From the New York Times...

 

 

 

 
Passion Is Fashion: 
The Real Story of the Clash
By Pat Gilbert
Da Capo Press
List Price $18.95
Review by Kennedy Weible

Pat Gilbert begins his chronicle of The Clash's story with a first person, present-tense conversation with Joe Strummer, that he ends with the line "Little did we know that within eighteen months he would be dead." Besides setting an ominous tone, this technique also proves to the reader that Gilbert knows his territory, and the people in it, personally. His tome-an impressive 404 pages if you include the index, discography, bibliography, and other assorted back matter-not only tells the story of The Clash, but draws a character out of the time in which the band was conceived, birthed, and then thrived. Gilbert knows better than to glorify a band like The Clash, a band that is attributed with a large social and political weight, as simply that. He goes into surprising depth about the economic, social, and political realities of England during the time each of the band members were children, then teenagers, then The Clash. And he makes cohesive connections between the upbringings of all the band members, and the ideals they were determined to live up to as a band. He describes all this in the easy-to-follow and understand manner that marks the best historians. Like a punk-rock Howard Zinn. Gilbert uses the present tense technique from the Strummer conversation at the beginning of each chapter, with the other living band members and an assorment of roadies, managers, entorage, and Svengalis. It's all very Citizen Kane-a modern journalist mining survivors for the story.

Gilbert has written an intelligent and historical look at a band and a time period. The world was covering its ears as the death-rattle of the 60s revolution faded and punk rock and hostility were perched over England, and Gilbert explores all aspects of culture/genre shift, even some of the more abstract. He writes, "Mentioning the Situationists in the context of punk often elicits theatrical groans and accusations of punk being intellectualised [sic] thirty years after the event." This is the kind of book that starts each chapter with two quotes.

Gilbert is no mere fanboy though, and he points out The Clash's less redeemable qualities-like their habit of publicly trashing anyone who was ejected from their inner-circle-and holds them accountable for some of their more ridiculous preachings. When Strummer pulls out a knife during an interview and says, "Suppose I smash your face in and slit your nostril with this, right? If you don't learn anything from it, then it's not worth it, right?" Gilbert doesn't hesitate to point out that he "sounds like an idiot."
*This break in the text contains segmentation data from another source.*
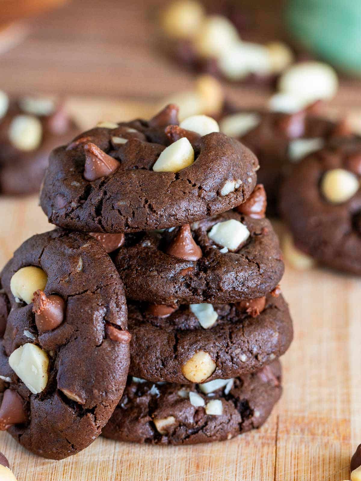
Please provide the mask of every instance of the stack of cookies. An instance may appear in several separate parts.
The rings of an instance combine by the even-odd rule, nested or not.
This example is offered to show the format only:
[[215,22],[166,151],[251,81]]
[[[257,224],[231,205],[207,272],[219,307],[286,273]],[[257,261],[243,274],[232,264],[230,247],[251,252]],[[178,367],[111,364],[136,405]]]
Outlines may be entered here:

This is a band story that you won't have to dumb yourself down to read. Passion is a Fashion: The Real Story of The Clash covers the comraderie and affection the guys had for one another, the political and social upheaval of the times that they trew themselves into, and the progression that music owes the likes of The Clash, all in a delicately woven prose, meant to support the story without ostentaion or dramatics.